Windows 7 Pro 64-bit
 
 
Is adding extra RAM going to make any difference to performance?

Hi,

I'm new here and did a quick search but didn't really find an answer to my question.

I'm a user rather than a geek/nerd - and I mean no disrespect by using those terms, just trying to illustrate my level of knowledge and competence. I build my computers myself so I'm happy to take the lid off and understand what the bits do but I'm not a tweaker.

I'm looking for performance for graphics editing - high res and large files, 200MB files are not unusual - and do a lot of design and publishing work, sometimes on large and complex documents. Occasionally I'm working with video from phones but might get more into HD video in the future.

Current machine does what I need quite happily - Windows 7 x64, 6GB (DDR3 10600) RAM, ASUS Sabretooth X58. I've got an opportunity to add some more RAM - another 12GB - for not much money.

Might do it just to see what happens - but am I going to notice any difference at all? Are there any clever things that I (or the OS) can do with a surplus of RAM? Or will it just use more power?

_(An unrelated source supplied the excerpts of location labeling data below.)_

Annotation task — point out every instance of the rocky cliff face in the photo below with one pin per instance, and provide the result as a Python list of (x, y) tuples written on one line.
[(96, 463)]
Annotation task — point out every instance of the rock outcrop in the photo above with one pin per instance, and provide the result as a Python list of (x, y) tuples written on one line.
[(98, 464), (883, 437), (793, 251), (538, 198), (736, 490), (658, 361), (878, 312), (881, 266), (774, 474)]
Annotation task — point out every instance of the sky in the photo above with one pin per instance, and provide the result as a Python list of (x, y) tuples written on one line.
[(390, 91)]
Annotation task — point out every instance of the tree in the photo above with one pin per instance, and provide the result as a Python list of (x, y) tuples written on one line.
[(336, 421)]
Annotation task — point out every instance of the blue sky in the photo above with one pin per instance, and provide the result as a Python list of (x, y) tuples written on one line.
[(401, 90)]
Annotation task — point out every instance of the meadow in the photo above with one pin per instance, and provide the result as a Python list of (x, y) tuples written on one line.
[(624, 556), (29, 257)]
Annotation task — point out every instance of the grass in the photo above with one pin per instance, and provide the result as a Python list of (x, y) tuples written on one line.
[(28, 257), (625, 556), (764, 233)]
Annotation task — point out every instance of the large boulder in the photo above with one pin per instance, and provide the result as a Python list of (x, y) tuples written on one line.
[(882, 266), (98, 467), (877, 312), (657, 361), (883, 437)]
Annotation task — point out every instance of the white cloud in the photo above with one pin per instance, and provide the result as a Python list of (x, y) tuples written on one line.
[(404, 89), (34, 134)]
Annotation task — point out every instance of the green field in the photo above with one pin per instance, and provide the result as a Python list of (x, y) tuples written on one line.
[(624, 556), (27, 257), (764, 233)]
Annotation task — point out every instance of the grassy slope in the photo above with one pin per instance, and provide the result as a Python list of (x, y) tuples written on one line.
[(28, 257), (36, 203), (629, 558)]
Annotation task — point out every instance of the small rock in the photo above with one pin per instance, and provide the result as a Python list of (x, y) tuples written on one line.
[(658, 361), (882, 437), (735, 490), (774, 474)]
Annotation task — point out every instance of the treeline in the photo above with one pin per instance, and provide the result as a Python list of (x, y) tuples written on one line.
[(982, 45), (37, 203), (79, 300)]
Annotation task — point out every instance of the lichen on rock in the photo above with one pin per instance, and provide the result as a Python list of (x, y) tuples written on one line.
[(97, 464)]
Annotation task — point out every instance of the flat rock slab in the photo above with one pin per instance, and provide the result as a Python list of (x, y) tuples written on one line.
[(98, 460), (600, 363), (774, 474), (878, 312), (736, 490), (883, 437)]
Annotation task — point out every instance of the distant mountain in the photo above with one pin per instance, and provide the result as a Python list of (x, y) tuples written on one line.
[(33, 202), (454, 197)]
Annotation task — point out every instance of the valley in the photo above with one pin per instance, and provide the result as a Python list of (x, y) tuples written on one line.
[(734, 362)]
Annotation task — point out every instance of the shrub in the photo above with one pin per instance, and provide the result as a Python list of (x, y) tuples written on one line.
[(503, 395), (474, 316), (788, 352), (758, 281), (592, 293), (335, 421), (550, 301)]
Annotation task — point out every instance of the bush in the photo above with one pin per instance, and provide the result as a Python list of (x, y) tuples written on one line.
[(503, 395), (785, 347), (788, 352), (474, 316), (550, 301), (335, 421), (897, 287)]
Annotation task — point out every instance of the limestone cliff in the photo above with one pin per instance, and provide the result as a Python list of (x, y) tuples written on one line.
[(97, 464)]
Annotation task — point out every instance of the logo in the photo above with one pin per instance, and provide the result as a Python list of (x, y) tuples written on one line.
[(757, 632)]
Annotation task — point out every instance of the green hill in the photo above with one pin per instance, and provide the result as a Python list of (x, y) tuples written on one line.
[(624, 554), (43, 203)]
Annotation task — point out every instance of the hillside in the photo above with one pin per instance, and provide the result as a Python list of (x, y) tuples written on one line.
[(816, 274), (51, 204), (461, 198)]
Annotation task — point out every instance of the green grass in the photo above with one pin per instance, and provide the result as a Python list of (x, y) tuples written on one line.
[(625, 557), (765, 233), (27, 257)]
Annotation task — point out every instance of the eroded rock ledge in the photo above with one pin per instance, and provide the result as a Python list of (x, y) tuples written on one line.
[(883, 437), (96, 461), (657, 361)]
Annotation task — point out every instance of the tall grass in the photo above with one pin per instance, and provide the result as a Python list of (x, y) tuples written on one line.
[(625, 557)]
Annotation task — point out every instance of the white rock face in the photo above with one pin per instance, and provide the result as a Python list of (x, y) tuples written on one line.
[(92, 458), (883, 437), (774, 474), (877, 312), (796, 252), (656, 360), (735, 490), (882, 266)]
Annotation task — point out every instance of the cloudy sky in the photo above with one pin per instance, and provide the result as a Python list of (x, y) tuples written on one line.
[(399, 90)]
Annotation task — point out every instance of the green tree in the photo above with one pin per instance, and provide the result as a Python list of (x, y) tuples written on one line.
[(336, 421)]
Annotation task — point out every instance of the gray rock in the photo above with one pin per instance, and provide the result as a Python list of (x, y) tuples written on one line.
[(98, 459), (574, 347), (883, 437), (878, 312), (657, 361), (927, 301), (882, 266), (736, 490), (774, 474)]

At the risk of going way beyond my level of competence, I'd be happy to hear any suggestions to improve the current hardware setup. Or to put it another way, I think I might be developing an interest in tweaking!

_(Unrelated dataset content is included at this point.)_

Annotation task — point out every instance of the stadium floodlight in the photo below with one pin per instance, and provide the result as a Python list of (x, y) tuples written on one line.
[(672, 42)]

My System SpecsSystem Spec
08 Oct 2011   #2
speedgamer01

Windows 7 Enterprise x64 no SP
 
 

Welcome to 7forums!

It seems that you have a pretty good machine. Gaming bottlenecking ends at 4GB (sometimes 6), but they say that for business animation or video editing the more the better is. However the maximum amount of ram that makes sense in extreme scenarios is 12GB.
Please provide us information about your CPU and video card.
The upgrade makes sense, but i would'n suggest to invest in more than a total of 12 GB of ram. (so if u have 6 now you can add 6 more, your post was a little bit confusing :P)
Pay close attention to the RAM frequency (in your case it is 1600 mhz i guess) and the brand of the memory module. The best is to have identical brands.

Good luck!
My System SpecsSystem Spec
08 Oct 2011   #3
Corazon

Windows 7 Professional SP1 32-bit
 
 

I think you could definitely benefit from the extra RAM since your graphics software can use it for temporary storage, undo buffers etc. without having to fall back on paging to disk.
For raw power, the CPU is probably most important, with the videocard being second. I suspect that you have quite a beefy one but would be curious to hear more system specs. If your video is nVidia-based and your graphics software has support for CUDA or OpenCL or other forms of GPU-based processing, that should help things enormously as well.
My System SpecsSystem Spec
08 Oct 2011   #4
lhorwinkle

Win 7
 
 

Use the Task Manager to find out how much memory you're using. (Run F1-Windows-Help or Google-search to understand how to use it.)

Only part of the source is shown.